Créée en 2010 par Isabelle Hollebecq, une habitante de Rosny-sous-Bois, l’association FaSol vise à la fois à créer du lien social et à réinsérer des personnes en difficulté, notamment des personnes très éloignées de l’emploi. L’idée est de redonner confiance à travers des jeux de société, fabriqués dans l’atelier de la petite structure par des menuisiers bénévoles, à partir de bois récupéré. Douze salariés sont ainsi déjà passés par les locaux de l’association, située dans le quartier du Pré-Gentil à Rosny. Douze salariés, et presque autant de motifs de fierté pour Isabelle Hollebecq, qui évoque avec émotion certains de ces parcours. « Je me souviens notamment d’un bénévole qui était au chômage depuis plus de 7 ans, cassé par la vie. Il a commencé par faire un peu d’animation avec nous, petit à petit, il s’est impliqué davantage, il a repris confiance, et maintenant il a retrouvé du travail dans un resto italien ».

Meilleur vivre-ensemble

Imaginée au départ autour de la vente de jeux, la structure s’est rapidement réorientée vers l’animation et intervient aujourd’hui dans différents domaines. En collège donc, mais aussi dans des maisons de retraite et des hôpitaux, comme à l’hôpital Paul-Brousse de Villejuif où elle joue avec des malades atteints d’Alzheimer. A l’été dernier, la structure a aussi été associée à une mission du PAJE (Prestation accueil du jeune enfant), proposant des ateliers jeu à des mineurs en voie de réparation pénale. Sur demande des bailleurs sociaux, FaSol fait également beaucoup pour un meilleur vivre-ensemble dans les quartiers sensibles à travers des rendez-vous jeux, comme l’année dernière aux Marnaudes de Rosny ou cette année à Villemomble et probablement à Bondy.

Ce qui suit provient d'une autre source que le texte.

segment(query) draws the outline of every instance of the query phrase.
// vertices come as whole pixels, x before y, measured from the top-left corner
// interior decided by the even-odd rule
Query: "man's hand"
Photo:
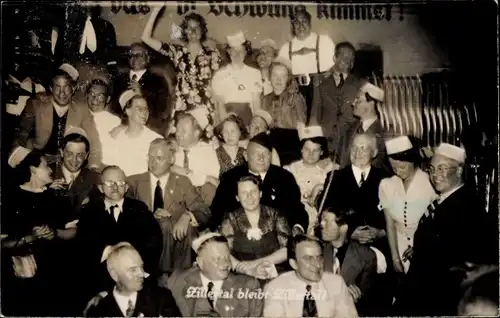
[[[175,223],[174,228],[172,230],[172,236],[175,240],[180,241],[186,237],[187,230],[189,228],[189,223],[191,221],[191,217],[189,214],[184,213],[177,223]]]
[[[350,285],[347,287],[349,289],[349,293],[351,294],[352,298],[354,299],[354,302],[357,302],[361,298],[361,290],[359,289],[358,286],[356,285]]]

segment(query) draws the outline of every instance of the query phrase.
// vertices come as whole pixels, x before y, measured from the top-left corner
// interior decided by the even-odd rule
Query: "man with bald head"
[[[124,197],[128,185],[119,167],[106,167],[98,188],[102,198],[82,209],[77,230],[90,296],[109,287],[101,264],[106,246],[129,242],[143,258],[145,270],[155,276],[163,245],[160,226],[146,204]]]
[[[128,242],[120,242],[107,252],[106,267],[115,282],[87,317],[178,317],[181,315],[172,293],[147,280],[141,255]]]

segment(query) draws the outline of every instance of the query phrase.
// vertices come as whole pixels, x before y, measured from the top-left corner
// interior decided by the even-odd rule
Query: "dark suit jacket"
[[[210,210],[212,219],[210,228],[216,229],[221,223],[225,213],[233,212],[241,207],[236,200],[238,180],[249,175],[248,165],[235,167],[221,176],[214,200]],[[271,165],[261,186],[261,204],[277,209],[287,218],[290,228],[295,224],[307,230],[308,215],[301,202],[299,186],[293,175],[287,170]]]
[[[169,277],[168,286],[183,317],[206,316],[210,311],[206,297],[186,297],[196,288],[198,290],[203,288],[199,268],[193,267],[174,272]],[[260,317],[262,315],[264,299],[238,297],[238,291],[249,293],[259,291],[260,283],[256,278],[229,273],[222,283],[222,291],[231,291],[231,288],[233,288],[232,298],[220,297],[215,303],[215,311],[221,317]]]
[[[340,168],[347,167],[351,164],[350,152],[351,145],[354,139],[354,136],[358,133],[358,131],[362,131],[362,124],[360,120],[356,120],[351,123],[349,128],[341,135],[339,140],[339,152],[337,153],[337,160],[340,165]],[[385,141],[388,135],[382,129],[382,125],[379,120],[376,120],[366,131],[369,134],[375,135],[377,137],[377,149],[378,154],[373,159],[372,165],[377,168],[384,169],[387,173],[393,174],[392,168],[389,165],[389,161],[387,158],[387,152],[385,150]]]
[[[52,98],[47,98],[46,101],[38,98],[28,100],[21,113],[19,128],[16,129],[14,147],[42,150],[52,134],[53,111]],[[100,166],[101,142],[92,114],[86,105],[73,101],[69,106],[65,130],[70,127],[80,127],[85,130],[90,142],[88,164]]]
[[[170,290],[149,283],[137,293],[137,301],[132,317],[180,317],[181,313],[175,304]],[[89,309],[87,317],[123,317],[118,303],[113,296],[113,289],[108,291],[97,306]]]
[[[123,241],[132,244],[144,261],[145,271],[153,276],[163,245],[160,226],[146,204],[127,197],[118,222],[105,210],[104,199],[85,205],[78,222],[77,239],[82,251],[81,264],[86,266],[82,272],[88,273],[90,282],[95,283],[94,288],[91,288],[94,295],[110,287],[105,263],[101,263],[102,252],[107,245]],[[91,278],[94,274],[101,281]]]
[[[315,75],[313,78],[313,101],[311,106],[311,125],[320,125],[328,140],[328,148],[336,152],[338,138],[355,121],[352,102],[361,87],[362,81],[349,74],[339,89],[333,75]]]

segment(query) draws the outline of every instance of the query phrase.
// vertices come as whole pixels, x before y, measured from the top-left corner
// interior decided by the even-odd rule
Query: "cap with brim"
[[[129,90],[126,90],[125,92],[123,92],[120,95],[120,98],[118,98],[118,102],[120,103],[120,106],[122,107],[122,109],[124,109],[125,106],[127,106],[127,103],[135,96],[141,96],[141,94],[139,94],[138,92],[136,92],[132,89],[129,89]]]
[[[466,158],[465,149],[463,147],[457,147],[448,143],[441,143],[434,151],[434,155],[450,158],[459,163],[464,163]]]
[[[66,72],[73,81],[78,80],[78,77],[80,76],[78,70],[71,64],[64,63],[63,65],[59,66],[59,69]]]
[[[193,248],[195,253],[198,254],[198,250],[200,249],[201,244],[203,244],[204,242],[208,241],[211,238],[219,237],[219,236],[222,236],[222,235],[220,235],[219,233],[214,233],[214,232],[208,232],[208,233],[202,234],[193,240],[193,243],[191,243],[191,247]]]

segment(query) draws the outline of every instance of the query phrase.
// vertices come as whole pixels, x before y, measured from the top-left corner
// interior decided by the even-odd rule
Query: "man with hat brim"
[[[349,157],[354,136],[358,133],[369,133],[377,137],[378,153],[372,165],[392,174],[384,144],[384,138],[388,137],[388,133],[382,128],[377,115],[377,105],[383,101],[384,91],[377,86],[365,82],[359,89],[352,104],[353,113],[357,120],[347,130],[339,131],[341,137],[336,146],[337,148],[331,149],[341,169],[351,163]]]
[[[465,159],[463,147],[442,143],[434,151],[429,175],[439,197],[415,233],[397,315],[455,315],[461,277],[453,268],[498,264],[497,224],[487,222],[484,204],[464,183]]]
[[[254,297],[262,293],[260,283],[231,272],[227,239],[207,232],[194,240],[192,247],[198,255],[196,265],[174,272],[168,280],[182,316],[260,317],[264,297]]]
[[[78,71],[70,64],[63,64],[52,78],[51,96],[31,99],[21,114],[14,146],[23,146],[44,152],[49,161],[58,161],[58,152],[64,132],[70,127],[80,127],[90,142],[88,166],[101,165],[101,144],[95,123],[87,107],[73,100]],[[34,129],[35,128],[35,129]],[[31,131],[35,130],[34,138]]]
[[[241,207],[236,199],[238,181],[249,174],[262,181],[261,204],[277,209],[287,218],[294,233],[305,232],[309,224],[307,213],[301,202],[300,188],[293,175],[285,169],[271,164],[272,139],[266,133],[253,137],[247,148],[247,164],[233,168],[221,177],[210,210],[209,227],[217,229],[227,211]]]

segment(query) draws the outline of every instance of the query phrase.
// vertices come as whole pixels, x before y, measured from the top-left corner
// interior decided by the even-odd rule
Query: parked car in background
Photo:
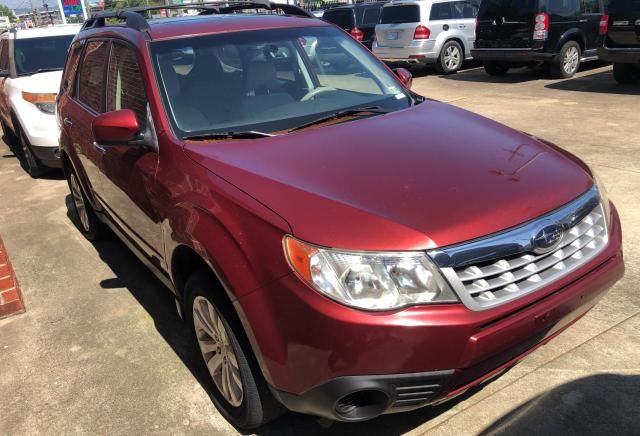
[[[640,0],[611,0],[607,37],[598,49],[600,59],[613,63],[613,77],[621,84],[640,82]]]
[[[470,58],[477,2],[397,0],[382,8],[373,53],[385,62],[431,64],[452,74]]]
[[[64,60],[79,25],[12,29],[0,35],[0,123],[39,177],[60,168],[54,117]]]
[[[411,92],[295,6],[157,8],[185,7],[204,15],[86,22],[60,147],[80,231],[109,226],[173,291],[235,426],[446,401],[622,276],[577,157]]]
[[[598,59],[606,23],[603,0],[483,0],[472,54],[494,76],[546,63],[569,78]]]
[[[375,27],[385,2],[357,3],[324,11],[322,19],[347,31],[365,47],[371,49]]]

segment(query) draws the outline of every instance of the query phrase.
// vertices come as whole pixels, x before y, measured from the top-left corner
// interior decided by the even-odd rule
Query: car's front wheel
[[[70,166],[70,165],[69,165]],[[65,168],[65,177],[73,200],[73,210],[78,219],[79,229],[89,241],[99,240],[105,233],[105,225],[100,221],[82,190],[78,175],[72,168]]]
[[[557,79],[569,79],[578,72],[582,51],[580,44],[569,41],[562,46],[560,56],[551,64],[551,74]]]
[[[436,62],[436,70],[440,74],[454,74],[460,71],[464,62],[464,50],[456,41],[447,41]]]
[[[640,65],[613,64],[613,78],[621,85],[640,82]]]
[[[212,385],[206,386],[224,417],[241,429],[259,427],[282,413],[252,357],[233,307],[204,271],[187,279],[186,319]],[[189,310],[190,309],[190,310]]]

Interventions en entreprises

L’enjeu pour FaSol est maintenant de « pouvoir avoir deux salariés en contrat permanent sans aides de l’Etat, de manière à pouvoir accueillir des salariés en insertion ». Ce qui passe par des sollicitations plus régulières, notamment de la part d’entreprises qui souhaiteraient faire appel au jeu pour renforcer leur dynamique de groupe. Mais FaSol n’est pas pressée : pour peu que son action soit utile à des gens dans le besoin, elle se joue du reste.

Christophe Lehousse


Le rendez-vous à venir de FaSol :
« FaSol » organise le 24 mai une fête du jeu à Rosny-sous-Bois, une première. Une journée pour laquelle tous les habitants du Pré-Gentil sont conviés à sortir leurs jeux de société et à les expliquer aux autres.